Pascual noted that RTLA has simplified the requirements of foreign entry, allowing the industry to be more competitive, facilitate more foreign equity into the retail trade industry, and generate greater economic and employment benefits.
“Liberalizing retail trade does not only encourage more investors to the country, but it also helps create a more competitive environment,” he said urging local retailers to take advantage of the RTLA amendments and the incoming investments to further their growth. Local investors, he said, can also partner with foreign companies under the law.
He expressed confidence the big local retailers are able to compete with foreign entities even as he allayed fears of the small retailers stating “Don’t worry, there is a threshold for foreign entities’ paid-up capital when they enter the Philippines.”
Small businesses have also the opportunity to become suppliers to large companies entering the market, he said.
In addition, Pascual said the country’s domestic retail industry has contributed more than P600 billion in gross value added to the local economy in the first quarter this year from P500 billion in 2018 with retailers accounting for more than half of business registration at the DTI. Pascual told businessmen the industry is expected to rebound for the rest of the year.
“We see positive indications—from a recovery since the second quarter of 2021 has been 8.4 percent, the gross value added of retail from more than P500 billion in early 2018 to more than P600 billion in the first quarter of this year,” said Pascual.
Optimism for recovery is further supported by the robust business name registration at the DT for retail trade of various commodities.
According to Pascual, more than 50 percent of total business name registrations were retail operations with 305,058 out of 574,322 new and renewal registrations as of July 5th.

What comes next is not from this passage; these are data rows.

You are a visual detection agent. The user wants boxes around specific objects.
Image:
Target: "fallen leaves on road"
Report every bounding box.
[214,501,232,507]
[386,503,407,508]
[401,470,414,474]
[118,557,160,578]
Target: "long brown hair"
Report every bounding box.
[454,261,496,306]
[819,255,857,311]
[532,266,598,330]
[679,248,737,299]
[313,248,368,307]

Other business name registrations involved vehicle and vehicle parts.
To further grow this industry, Pascual cited the industry’s capacity to innovate and put digital transformation at the fore.
The e-Conomy Southeast Asia 2021 Report cited the Philippines as the fastest-growing digital economy in the region. Strong indications from both the supply and demand side of the internet economy are expected to sustain this. This year, the report said, the Philippines leads the way with online sales increasing by more than 25 percent.
The DTI, he said, will be of assistance to retailers. The recently launched e-Commerce Roadmap 2022 outlines actions that seek to expand e-commerce by enhancing speed and security, and building enabling structures.
As part of the roadmap, Pascual said, the DTI also seeks to establish an e-Commerce Bureau, a “go-to” agency for matters to and for stakeholders of e-commerce.
“Digitizing merchant payments is of utmost importance and that will be an important instrument for facilitating transactions between consumers and retailers. I urge PRA to recalibrate and accelerate digital transformation, especially of micro, small, and medium enterprises, by the promotion of digital payments, as well as digitalization of processes of retailers,” he added.